The UK's top banks earlier this year said they would increase lending available to small and medium sized enterprise (SMEs) under the Project Merlin agreement.
But separate figures, published last month by the Bank, showed lending to SMEs was falling short and prompted accusations that banks were failing to do enough to help. Shortly after the figures were published, Business Secretary Vince Cable told MPs the Government is prepared to increase taxation on UK banks if they fail to back small businesses.
Barclays, Royal Bank of Scotland, Lloyds Banking Group, HSBC and Santander UK lent £16.8bn to small and medium enterprises (SMEs) in the first three months of the year, according to earlier figures from the Bank.

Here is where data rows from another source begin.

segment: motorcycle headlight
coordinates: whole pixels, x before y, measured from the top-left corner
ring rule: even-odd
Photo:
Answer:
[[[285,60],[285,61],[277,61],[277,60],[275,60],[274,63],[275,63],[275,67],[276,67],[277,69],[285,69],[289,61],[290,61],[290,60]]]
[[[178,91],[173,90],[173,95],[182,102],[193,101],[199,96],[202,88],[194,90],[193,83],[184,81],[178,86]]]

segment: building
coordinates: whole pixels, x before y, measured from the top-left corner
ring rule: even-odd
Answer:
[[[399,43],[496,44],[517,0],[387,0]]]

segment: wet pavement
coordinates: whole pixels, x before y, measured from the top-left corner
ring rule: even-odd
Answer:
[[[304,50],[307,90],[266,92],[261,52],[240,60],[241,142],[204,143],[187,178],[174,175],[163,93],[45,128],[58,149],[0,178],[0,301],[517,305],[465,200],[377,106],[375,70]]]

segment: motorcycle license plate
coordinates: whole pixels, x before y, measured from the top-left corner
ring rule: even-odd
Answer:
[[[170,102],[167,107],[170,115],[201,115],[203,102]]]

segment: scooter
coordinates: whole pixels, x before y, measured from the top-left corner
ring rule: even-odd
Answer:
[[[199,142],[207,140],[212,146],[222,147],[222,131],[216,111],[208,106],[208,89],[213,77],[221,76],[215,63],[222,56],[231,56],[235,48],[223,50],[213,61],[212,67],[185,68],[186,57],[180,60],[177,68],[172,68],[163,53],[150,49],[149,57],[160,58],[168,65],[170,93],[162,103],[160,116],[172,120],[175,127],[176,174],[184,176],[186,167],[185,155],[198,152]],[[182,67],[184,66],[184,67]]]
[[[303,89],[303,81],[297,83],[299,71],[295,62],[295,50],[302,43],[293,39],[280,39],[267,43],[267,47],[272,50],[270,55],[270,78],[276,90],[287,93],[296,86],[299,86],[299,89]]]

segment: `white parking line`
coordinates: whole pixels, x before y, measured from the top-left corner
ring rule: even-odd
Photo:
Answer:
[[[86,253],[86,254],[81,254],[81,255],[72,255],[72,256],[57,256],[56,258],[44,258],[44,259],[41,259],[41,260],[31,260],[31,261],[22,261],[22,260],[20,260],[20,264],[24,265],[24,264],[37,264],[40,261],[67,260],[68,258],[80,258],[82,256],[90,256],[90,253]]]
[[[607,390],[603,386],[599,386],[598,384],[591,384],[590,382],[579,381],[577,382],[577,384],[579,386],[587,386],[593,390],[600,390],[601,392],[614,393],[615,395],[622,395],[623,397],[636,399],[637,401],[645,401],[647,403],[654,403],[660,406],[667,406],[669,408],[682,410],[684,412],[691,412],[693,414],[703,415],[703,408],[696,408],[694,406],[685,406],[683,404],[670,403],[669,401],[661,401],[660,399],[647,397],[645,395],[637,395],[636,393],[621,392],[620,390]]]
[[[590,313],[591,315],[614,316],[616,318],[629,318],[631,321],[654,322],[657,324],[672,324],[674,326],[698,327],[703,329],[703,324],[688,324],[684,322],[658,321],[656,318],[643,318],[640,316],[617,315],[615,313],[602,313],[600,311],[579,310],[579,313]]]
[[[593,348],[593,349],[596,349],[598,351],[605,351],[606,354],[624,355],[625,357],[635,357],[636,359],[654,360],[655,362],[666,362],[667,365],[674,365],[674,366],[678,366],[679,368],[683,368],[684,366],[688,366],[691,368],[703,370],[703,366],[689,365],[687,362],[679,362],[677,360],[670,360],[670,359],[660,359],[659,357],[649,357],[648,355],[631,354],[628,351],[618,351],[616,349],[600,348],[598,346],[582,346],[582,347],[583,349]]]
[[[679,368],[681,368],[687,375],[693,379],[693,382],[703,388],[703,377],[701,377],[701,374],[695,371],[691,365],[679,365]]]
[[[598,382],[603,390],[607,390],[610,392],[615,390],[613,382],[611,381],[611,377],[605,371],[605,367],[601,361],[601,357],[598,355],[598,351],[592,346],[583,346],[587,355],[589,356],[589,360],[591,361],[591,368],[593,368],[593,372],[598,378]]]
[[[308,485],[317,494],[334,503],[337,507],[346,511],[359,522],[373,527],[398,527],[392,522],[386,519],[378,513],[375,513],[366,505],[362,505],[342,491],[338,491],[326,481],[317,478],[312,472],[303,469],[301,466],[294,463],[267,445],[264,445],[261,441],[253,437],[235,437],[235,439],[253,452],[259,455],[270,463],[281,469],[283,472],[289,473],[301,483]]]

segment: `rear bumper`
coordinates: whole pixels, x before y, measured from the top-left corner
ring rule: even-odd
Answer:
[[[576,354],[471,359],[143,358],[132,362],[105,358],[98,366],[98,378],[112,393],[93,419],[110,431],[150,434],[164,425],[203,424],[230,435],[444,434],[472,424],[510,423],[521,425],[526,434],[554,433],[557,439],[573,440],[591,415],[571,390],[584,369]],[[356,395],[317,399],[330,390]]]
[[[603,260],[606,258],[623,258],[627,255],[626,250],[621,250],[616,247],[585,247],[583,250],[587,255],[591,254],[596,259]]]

Under the Project Merlin agreement the banks said they would increase lending to SMEs to £76bn this year, which equates to £19bn in the first quarter.
The figures showed the banks were on course to meet overall business lending targets of £190bn this year, equal to £47.5bn for the quarter, as they lent £47.3bn in the period.
The Bank has recently reported that small firms perceive credit conditions to be "very tight" and many are reluctant to approach banks in case it leads to an increase in the cost of existing borrowings.
Howard Archer, chief UK and European economist at IHS Global Insight, said the further and increased drop in net lending to non-financial companies was influenced by low demand for credit and by many companies looking to pay down debt.